Mapping does not have to serve the public good, generate revenue or solve a crisis. It can be motivated by nothing more than fascination. It can be playful. It can be odd. It can be personal.

Students instinctively understand this. Give an introductory GIS class the freedom to choose their own project and watch what happens. They map skateboarding hotspots, ideal snack crawls, karaoke venues that should exist but do not yet exist. At first glance, these topics may appear trivial. In reality, they are powerful. Students engage deeply because the subject matters to them. They learn by experimenting with spatial analysis in a context they care about. That enjoyment cements both skill and confidence.

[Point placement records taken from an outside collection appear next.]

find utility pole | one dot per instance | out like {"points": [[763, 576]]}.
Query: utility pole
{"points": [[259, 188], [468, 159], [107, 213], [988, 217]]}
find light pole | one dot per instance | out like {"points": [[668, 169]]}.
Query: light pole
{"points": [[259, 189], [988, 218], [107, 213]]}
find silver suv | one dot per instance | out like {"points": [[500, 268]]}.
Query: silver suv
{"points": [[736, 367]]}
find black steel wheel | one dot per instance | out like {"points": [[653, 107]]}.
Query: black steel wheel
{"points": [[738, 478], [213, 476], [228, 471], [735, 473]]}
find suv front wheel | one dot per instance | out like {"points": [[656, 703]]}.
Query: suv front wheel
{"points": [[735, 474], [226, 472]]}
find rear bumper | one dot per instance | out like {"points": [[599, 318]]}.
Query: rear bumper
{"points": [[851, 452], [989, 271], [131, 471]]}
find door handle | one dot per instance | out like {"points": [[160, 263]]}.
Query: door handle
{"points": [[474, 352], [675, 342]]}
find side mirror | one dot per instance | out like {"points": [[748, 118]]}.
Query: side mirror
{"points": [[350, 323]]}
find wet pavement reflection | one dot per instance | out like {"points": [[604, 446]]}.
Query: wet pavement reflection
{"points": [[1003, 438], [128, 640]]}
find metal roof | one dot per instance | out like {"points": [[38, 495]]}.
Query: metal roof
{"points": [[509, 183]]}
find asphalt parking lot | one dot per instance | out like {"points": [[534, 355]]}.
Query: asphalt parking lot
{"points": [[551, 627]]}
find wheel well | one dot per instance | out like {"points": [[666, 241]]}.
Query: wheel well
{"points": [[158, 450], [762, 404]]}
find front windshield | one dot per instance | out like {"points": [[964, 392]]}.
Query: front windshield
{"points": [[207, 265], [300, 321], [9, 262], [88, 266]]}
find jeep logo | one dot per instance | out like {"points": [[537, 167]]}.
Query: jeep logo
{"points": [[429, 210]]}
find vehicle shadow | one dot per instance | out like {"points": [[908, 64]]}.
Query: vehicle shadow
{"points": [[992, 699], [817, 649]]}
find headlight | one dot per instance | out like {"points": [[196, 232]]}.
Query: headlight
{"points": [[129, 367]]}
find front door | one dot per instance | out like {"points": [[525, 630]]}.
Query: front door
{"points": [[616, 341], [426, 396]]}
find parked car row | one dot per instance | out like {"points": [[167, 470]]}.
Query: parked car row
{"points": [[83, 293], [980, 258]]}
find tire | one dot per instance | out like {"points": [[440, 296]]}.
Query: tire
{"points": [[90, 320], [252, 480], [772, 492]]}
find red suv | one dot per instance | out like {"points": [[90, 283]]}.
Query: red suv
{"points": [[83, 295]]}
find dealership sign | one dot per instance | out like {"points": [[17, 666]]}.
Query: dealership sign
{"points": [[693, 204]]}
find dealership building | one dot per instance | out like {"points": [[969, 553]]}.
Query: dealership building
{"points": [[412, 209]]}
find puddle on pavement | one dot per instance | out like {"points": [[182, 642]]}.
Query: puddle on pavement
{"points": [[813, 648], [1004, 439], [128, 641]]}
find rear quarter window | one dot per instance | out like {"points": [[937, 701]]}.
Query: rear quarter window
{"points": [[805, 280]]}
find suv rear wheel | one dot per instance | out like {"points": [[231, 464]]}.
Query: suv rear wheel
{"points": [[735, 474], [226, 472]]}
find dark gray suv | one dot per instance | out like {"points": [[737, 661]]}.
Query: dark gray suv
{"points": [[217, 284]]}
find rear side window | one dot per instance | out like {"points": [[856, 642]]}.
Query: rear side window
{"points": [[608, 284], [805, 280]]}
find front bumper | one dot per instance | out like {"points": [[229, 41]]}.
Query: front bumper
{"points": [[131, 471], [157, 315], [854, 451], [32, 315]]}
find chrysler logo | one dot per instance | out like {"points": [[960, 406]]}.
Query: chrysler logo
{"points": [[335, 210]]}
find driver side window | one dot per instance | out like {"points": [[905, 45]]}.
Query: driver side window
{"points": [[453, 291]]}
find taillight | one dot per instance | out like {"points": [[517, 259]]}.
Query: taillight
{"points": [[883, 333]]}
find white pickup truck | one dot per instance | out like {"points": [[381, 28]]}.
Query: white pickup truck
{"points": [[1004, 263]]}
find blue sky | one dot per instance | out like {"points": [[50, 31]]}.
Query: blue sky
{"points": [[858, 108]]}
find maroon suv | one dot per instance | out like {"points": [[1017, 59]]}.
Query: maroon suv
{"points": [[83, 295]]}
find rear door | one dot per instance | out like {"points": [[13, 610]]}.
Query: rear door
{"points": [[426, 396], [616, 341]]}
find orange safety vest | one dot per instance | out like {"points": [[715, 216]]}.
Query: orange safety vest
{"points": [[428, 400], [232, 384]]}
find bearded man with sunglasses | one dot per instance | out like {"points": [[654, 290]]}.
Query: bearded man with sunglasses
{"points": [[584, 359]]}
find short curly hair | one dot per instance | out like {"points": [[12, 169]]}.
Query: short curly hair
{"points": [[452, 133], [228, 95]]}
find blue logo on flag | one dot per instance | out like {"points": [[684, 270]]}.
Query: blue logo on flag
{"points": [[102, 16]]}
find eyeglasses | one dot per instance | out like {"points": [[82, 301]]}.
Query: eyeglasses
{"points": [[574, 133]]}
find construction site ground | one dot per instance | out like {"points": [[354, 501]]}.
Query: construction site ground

Yes, some students choose serious themes like economic disparities or park accessibility. Those projects are meaningful. But the lesson is not about seriousness; it is about engagement. When mapping feels personally relevant, it sticks.

Permission to Be Professionally Silly

Most of us have not mapped purely for fun in a long time. We associate our tools with billable hours. Reclaiming that sense of play requires a shift in mindset. GIS does not have to live exclusively in the office. It can exist in downtime, daydreams and creative experiments.

You do not even have to complete a project. Simply imagining one can be energizing. Consider a ridiculous or niche topic and mentally design how you would approach it. What datasets would you need? What would the symbology look like? How would you structure the output? The act of creative thinking—free from performance pressure—reawakens your analytical instincts in a low-stakes environment.

There is one rule: do not search first to see if someone has already done it. This is not about novelty or publication. It is about your version, your curiosity, your vision.

Frivolous Mapping, Explained

Here are a few examples of mapping ideas that serve no professional agenda other than enjoyment.

Imagine an application called “Please No Hills,” designed for cyclists who love riding but dread elevation gain. The tool would generate routes optimized to minimize gradient within user-defined tolerances. Parameters could include acceptable slope ranges, willingness to extend travel distance and proximity to cafés that provide strategic rest stops. The objective is not efficiency but avoidance of lung-bursting climbs.

Or consider a toponymy playground. Enter a phrase and see which combinations of place names can reproduce its syllables. Explore how many cities contain tree species in their names, or how often foreign place names reappear within the United States. Such a tool would transform linguistic curiosity into spatial exploration.

Another concept: converting National Land Cover Data into paint-by-number kits. The layered color palettes and abstract spatial patterns would become tactile art experiences. Geological formations could follow. Mapping becomes meditation.

None of these ideas is mission-critical. That is precisely the point.

Inspiration from Others

Playful mapping already exists in the wild. Some individuals attempt to walk every street in their city and track the effort spatially. Others calculate hypothetical travel routes through fictional worlds, analyzing terrain between imagined destinations. Enthusiasts explore Bigfoot sighting datasets to teach spatial regression techniques. Hikers identify the most remote location in each state and physically travel there. Donut lovers catalog local shops by pastry type distribution.

These projects blur the line between hobby and analysis. They demonstrate that mapping can be an extension of personality rather than obligation.

Why It Matters

Creative play with geospatial tools strengthens intuition. It sharpens problem-solving in unconventional contexts. It lowers the stakes enough to experiment with unfamiliar techniques. Most importantly, it restores joy.

The geospatial profession benefits from practitioners who remember why they were drawn to maps in the first place. Passion sustains innovation. Curiosity fuels resilience. When mapping becomes solely transactional, it risks losing its vitality.

So here is the challenge: map something just because it delights you. Or imagine mapping it. Let your professional skills wander into whimsical territory. Engage your creativity without worrying about output metrics.

You might rediscover that the grind does not define the discipline. The joy does.